Elisabeth Gordon Chandler (June 10, 1913 – November 29, 2006) was an American sculptor and educator, and the founder of the Lyme Academy of Fine Arts.

==Life and work==
Elisabeth Gordon Chandler was born in St. Louis, Missouri, initially trained as a harpist, and was performing professionally by the age of eighteen. However, as a young woman she decided to pursue a career in the visual arts, and in New York City studied sculpture with Edmondo Quattocchi, and anatomy with Robert Beverly Hale at the Art Students League of New York.
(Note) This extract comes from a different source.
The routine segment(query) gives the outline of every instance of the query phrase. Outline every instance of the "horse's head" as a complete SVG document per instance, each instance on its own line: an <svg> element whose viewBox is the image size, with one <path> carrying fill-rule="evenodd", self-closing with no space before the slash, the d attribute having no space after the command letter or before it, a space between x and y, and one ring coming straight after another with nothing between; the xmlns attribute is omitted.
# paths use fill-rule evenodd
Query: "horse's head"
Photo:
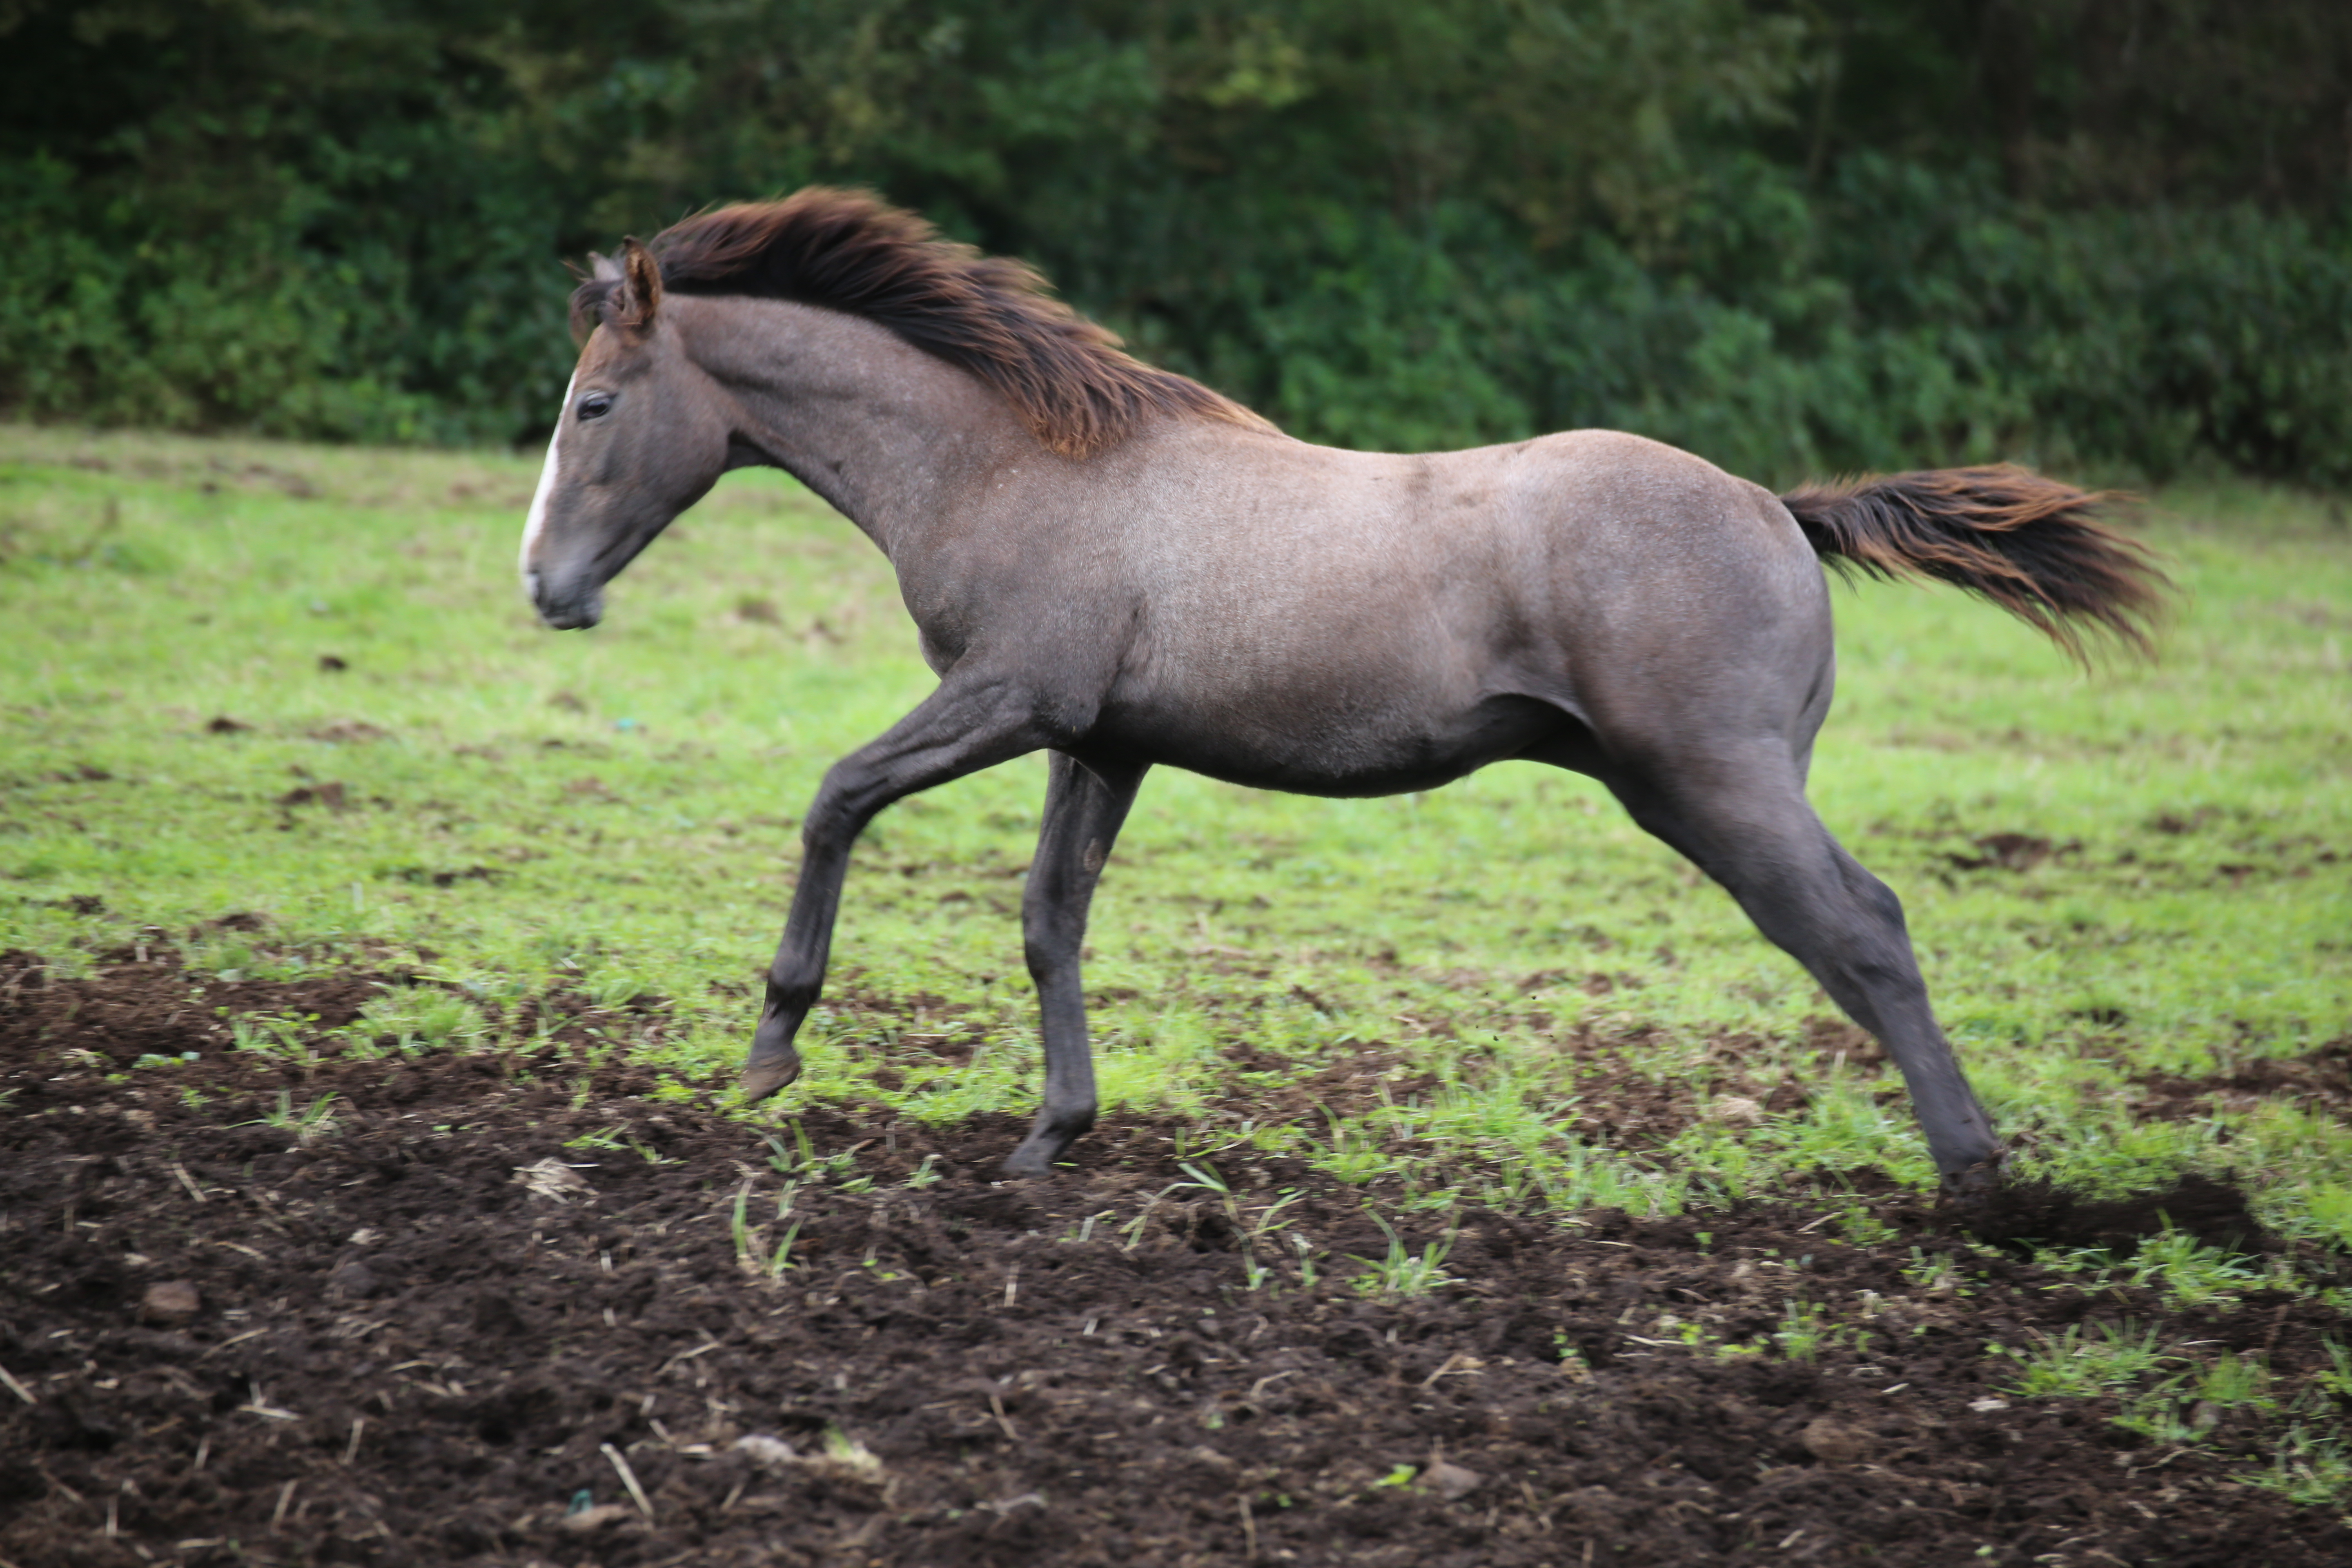
<svg viewBox="0 0 2352 1568"><path fill-rule="evenodd" d="M604 584L726 471L724 395L662 310L661 268L628 241L573 300L580 363L523 526L522 580L569 631L604 614Z"/></svg>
Chandler received a number of honors; her first award came in 1945, when her bronze figure Victory won first prize in the Brooklyn War Memorial competition. Subsequently, she garnered awards from the National Academy of Design and the National Sculpture Society, and was the recipient of the Governor's Art Award, State of Connecticut, and an Honorary Doctorate from St. Joseph's College, West Hartford, Connecticut. Her sculpture has been housed in St. Patrick's Cathedral in New York City, the British Museum in London, Columbia University School of Law, and Princeton University. Chandler excelled especially in portraiture, and produced busts which were definitive images of such notables as Nobelist Albert A. Michelson, United States Secretary of Defense James Forrestal, Supreme Court Chief Justices John Jay, Charles Evans Hughes and Harlan Fiske Stone, actor Charles Coburn, artists James Montgomery Flagg and Alphaeus Philemon Cole, and Adlai Stevenson.

In 1962 Chandler moved from New York City to Old Lyme, Connecticut. In 1976 she founded the Lyme Academy of Fine Arts in order to provide students with an education in traditional, representational art. In addition to being the school's founder, she served as a professor of sculpture and trustee of the college until her death. In 1973, she was elected into the National Academy of Design as an Associate member, and became a full member in 1979.

Chandler was twice married and widowed, first to Robert Kirtland Chandler, and later to fellow sculptor Laci de Gerenday. Professionally she took the name of her first husband, but socially she was known as Elisabeth de Gerenday. Her memory is honored by a preserve in Old Lyme, which is known in part by the latter name.